Oh, wie sehr ich ihn wollte. Seit ich das erste Mal einen flüchtigen Blick auf ihn werfen konnte. Er litt so sehr und ich litt mit ihm, obgleich mein Leiden von einer unstillbaren Sehnsucht herrührte, die wohl nichts mit seinen körperlichen Qualen gemein hatte. Denn er war ein Sklave, jemand ohne Besitz, Namen, oder Rechte und sein Peiniger war ein grausamer Mann, dem es Vergnügen bereitete rote Striemen auf unversehrte Körper zu malen. Er schrie, und flehte, zerbiss sich die Unterlippe, aber die Peitsche drosch wieder und wieder erbarmungslos auf ihn ein. Es gab auch nichts, das sie hätte stoppen können. Denn das einzige Verlangen, das sein Besitzer hatte, war es, sie weiter auf sein Fleisch herab regnen zu lassen, um seine Haut blutig zu küssen. Das war sein Wunsch, nicht mehr und nicht weniger. Und mein wunderschönes, flehendes Wesen, gab ihm was er wollte. Er konnte nicht anders, als seinen Körper zu geben, wo er doch keine Freiheit hatte, sich zu rühren.
 

Welches Unrecht hat man dir angetan? Wie konnte man, deinen reinen Körper nur so schänden? Die bloße Erinnerung daran macht mich rasend vor Wut und füllt mich erneut mit dem seltsamen Verlangen, selbst der Herr der Peitsche gewesen zu sein.

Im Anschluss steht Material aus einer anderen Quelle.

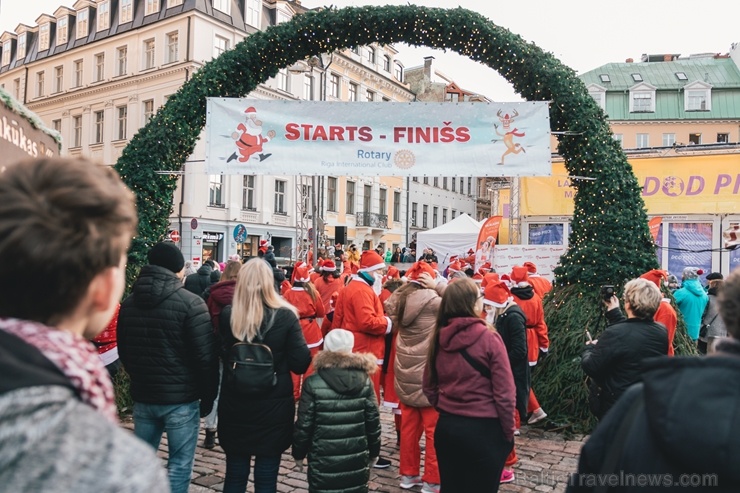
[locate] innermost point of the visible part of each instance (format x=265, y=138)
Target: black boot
x=210, y=440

Aber nun ist es vorbei. Nun gehörst du mir. Freust du dich, mein zu sein? Seit ich dich gekauft habe, hat sich deine Miene nicht geändert. Du wirkst irgendwie leer, puppenhaft und immer noch weichst du meinen Blicken aus.

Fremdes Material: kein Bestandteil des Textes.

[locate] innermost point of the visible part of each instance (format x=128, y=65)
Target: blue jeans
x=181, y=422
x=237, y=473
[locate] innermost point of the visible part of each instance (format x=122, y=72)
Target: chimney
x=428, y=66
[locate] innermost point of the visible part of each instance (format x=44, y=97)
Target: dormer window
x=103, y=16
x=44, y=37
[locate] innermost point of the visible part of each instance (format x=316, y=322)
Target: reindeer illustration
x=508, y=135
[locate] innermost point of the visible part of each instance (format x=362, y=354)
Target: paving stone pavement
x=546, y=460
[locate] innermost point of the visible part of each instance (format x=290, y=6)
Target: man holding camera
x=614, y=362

Meine Hände sind leer. Ich halte keine Peitsche, nicht wie er. Aber auch wenn ich jetzt auf dich zugehe, mein wunderschönes, perfektes Wesen, bleibt dein Blick gesenkt. Wieso nur?

Ist es, weil deine Wunden noch so frisch sind? Ich rieche Eisen, als ich mich dir nähere. Du bist dreckig und verletzt und ein nervöses Zucken ging durch deinen Arm, als ich darüber strich. Mein von der Sonne geküsstes Wesen, ich werde dir das Vergessen lehren.
 

Ein Ort, so sauber und mit Reichtum angefüllt, das ich fast glaubte zu träumen. Die Gerüche hier waren angenehm, aber fremd. Alles hier war ungewohnt und machte mich nervös und wäre ein Außenstehender hier gewesen, wäre wohl unschwer zu erkennen gewesen, dass ich nicht in diese Räumlichkeiten passte. Vermutlich hatte ich durch meine bloße Anwesenheit die Böden mit Blut und Dreck beschmutzt. Denn das war alles, das ich besaß, etwas Leben in mir und viele Schichten Schmutz an mir, ob innerlich oder äußerlich.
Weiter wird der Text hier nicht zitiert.